Precision and Recall
Two complementary metrics
Two essential classification metrics: Precision = 'of the items I called positive, how many were correct?', Recall = 'of all the actual positives, how many did I catch?'.
Accuracy alone is often misleading, especially under class imbalance. Precision and recall answer two different questions.
Precision: of the predictions labeled positive, how many are truly positive? = TP / (TP + FP). When false alarms are expensive, optimize precision. Spam filter sending an important email to spam is expensive → high precision wins.
Recall (sensitivity): of all actual positives, how many did the model catch? = TP / (TP + FN). When missing matters, optimize recall. Cancer screening that misses a sick patient is far costlier than a false alarm → high recall wins.
There's a natural tension. Raise the threshold → only confident positives → precision up, recall down. Lower the threshold → the reverse. F1 score is the harmonic mean of the two — a single number when you need to summarize both. Macro-F1 weighs each class equally, useful for imbalance.
Casting a fishing net. Precision: what fraction of what you pulled in was actually salmon (the target)? If the net hauled old tires, plastic, crabs — precision is low. Recall: of all salmon in the sea, what fraction did you catch? If a school swam past — recall is low.
A tight net catches little, mostly salmon (high precision, low recall). A wide net catches everything, salmon mixed with junk (low precision, high recall). The right answer depends on the business.
A site builds a hate-speech detector for comments. Three thresholds are evaluated:
| Threshold | Precision | Recall | Reading | |-----------|-----------|--------|---------| | 0.3 | 62% | 94% | Catches almost all but 38% are wrong flags | | 0.5 | 81% | 78% | Balanced | | 0.7 | 93% | 52% | Few mistakes but half slip through |
Product picks: "false flags lose users; misses can be caught by human moderators" → threshold 0.7. Auto-filter handles 52%, the rest goes to humans.
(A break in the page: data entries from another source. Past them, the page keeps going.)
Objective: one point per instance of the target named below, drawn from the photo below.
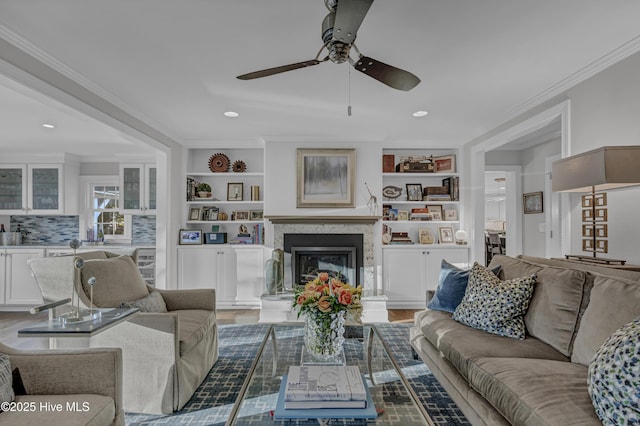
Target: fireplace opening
(338, 254)
(338, 262)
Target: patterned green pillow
(614, 377)
(493, 305)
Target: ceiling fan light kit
(339, 31)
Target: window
(103, 216)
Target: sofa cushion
(6, 382)
(117, 280)
(614, 377)
(493, 305)
(92, 410)
(613, 303)
(152, 303)
(451, 287)
(555, 307)
(535, 392)
(461, 345)
(194, 325)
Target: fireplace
(338, 254)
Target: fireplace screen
(308, 262)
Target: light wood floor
(11, 322)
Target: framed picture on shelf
(414, 192)
(234, 191)
(446, 235)
(194, 213)
(325, 177)
(190, 236)
(256, 214)
(445, 164)
(241, 215)
(532, 202)
(425, 236)
(451, 214)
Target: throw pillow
(493, 305)
(614, 377)
(6, 388)
(117, 279)
(451, 287)
(152, 303)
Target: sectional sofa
(543, 378)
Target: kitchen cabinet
(138, 188)
(17, 286)
(209, 267)
(409, 271)
(34, 189)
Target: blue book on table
(323, 413)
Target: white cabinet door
(21, 287)
(204, 267)
(46, 189)
(457, 256)
(250, 278)
(404, 277)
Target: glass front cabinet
(31, 189)
(138, 188)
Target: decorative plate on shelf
(239, 166)
(219, 163)
(391, 192)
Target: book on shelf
(325, 386)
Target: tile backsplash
(60, 229)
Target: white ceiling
(173, 65)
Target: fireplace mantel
(279, 220)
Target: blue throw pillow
(451, 287)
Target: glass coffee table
(282, 347)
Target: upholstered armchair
(89, 379)
(167, 350)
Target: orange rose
(324, 304)
(345, 298)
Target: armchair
(91, 379)
(167, 350)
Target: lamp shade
(601, 169)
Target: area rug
(213, 400)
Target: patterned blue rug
(213, 400)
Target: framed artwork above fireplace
(325, 178)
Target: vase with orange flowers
(325, 302)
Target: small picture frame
(425, 236)
(235, 191)
(532, 202)
(451, 215)
(445, 164)
(241, 215)
(414, 192)
(445, 233)
(190, 236)
(194, 213)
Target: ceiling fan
(339, 30)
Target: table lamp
(592, 172)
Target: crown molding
(597, 66)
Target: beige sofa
(166, 353)
(541, 380)
(91, 379)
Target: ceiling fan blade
(349, 16)
(277, 70)
(387, 74)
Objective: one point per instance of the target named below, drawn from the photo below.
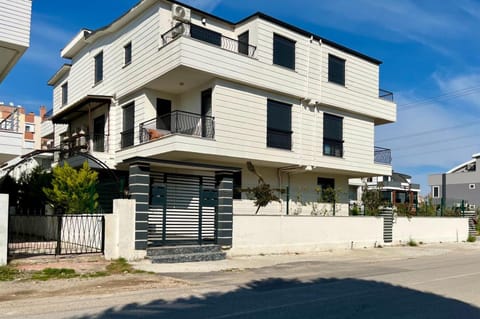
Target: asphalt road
(438, 286)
Which metric you prioritize directly changes the business decision.
from sklearn.metrics import (
classification_report, precision_recall_curve,
average_precision_score,
)
import matplotlib.pyplot as plt
probs = model.predict_proba(X_test)[:, 1]
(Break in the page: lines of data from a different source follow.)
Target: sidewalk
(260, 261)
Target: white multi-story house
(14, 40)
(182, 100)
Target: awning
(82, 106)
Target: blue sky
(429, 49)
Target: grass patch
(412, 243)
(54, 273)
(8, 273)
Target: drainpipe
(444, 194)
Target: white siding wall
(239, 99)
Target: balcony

preds = (probs > 0.5).astype(int)
print(classification_report(y_test, preds, target_names=["neg", "pos"]))
prec, rec, thr = precision_recall_curve(y_test, probs)
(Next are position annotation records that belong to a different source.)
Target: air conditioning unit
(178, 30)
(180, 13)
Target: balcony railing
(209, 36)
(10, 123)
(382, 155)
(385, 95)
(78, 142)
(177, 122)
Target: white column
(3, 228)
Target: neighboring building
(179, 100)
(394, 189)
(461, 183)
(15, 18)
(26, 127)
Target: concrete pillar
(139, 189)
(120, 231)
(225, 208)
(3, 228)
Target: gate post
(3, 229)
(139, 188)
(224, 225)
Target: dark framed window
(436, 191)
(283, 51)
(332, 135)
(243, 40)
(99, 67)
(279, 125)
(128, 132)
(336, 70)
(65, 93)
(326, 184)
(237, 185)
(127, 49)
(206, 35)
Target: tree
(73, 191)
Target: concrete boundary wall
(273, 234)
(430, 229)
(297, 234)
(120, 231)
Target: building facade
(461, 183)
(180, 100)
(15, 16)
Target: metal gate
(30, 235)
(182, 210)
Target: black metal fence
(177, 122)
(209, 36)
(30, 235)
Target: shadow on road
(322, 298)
ap = average_precision_score(y_test, probs)
plt.plot(rec, prec, label=f"AP={ap:.3f}")
plt.xlabel("Recall")
plt.ylabel("Precision")
plt.title("Precision-Recall Curve")
plt.legend()
plt.savefig("pr_curve.png")
# Pick threshold based on business target (e.g., recall ≥ 80%)
target = 0.8
ok = rec >= target
idx = ok.argmax()
print(f"Best precision at recall ≥ {target}: {prec[idx]:.3f}")
print(f"Threshold there: {thr[idx]:.3f}")- Imbalanced classes — accuracy is misleading
- Asymmetric costs of false positives vs false negatives
- Justifying a threshold to product/business
- Information retrieval and recommendation systems
- These are universal classification metrics — always relevant
Only looking at F1
F1 is a mean. A model with precision 20% / recall 95% has decent F1 but very lopsided behavior. Always show all three.
Confusing macro vs micro F1
Macro weighs each class equally — pick it when small classes matter. Micro weighs by sample count — the big class dominates.
Picking the threshold without business input
0.5 is a default, not a decision. Compute the cost of false positives vs negatives and tune accordingly.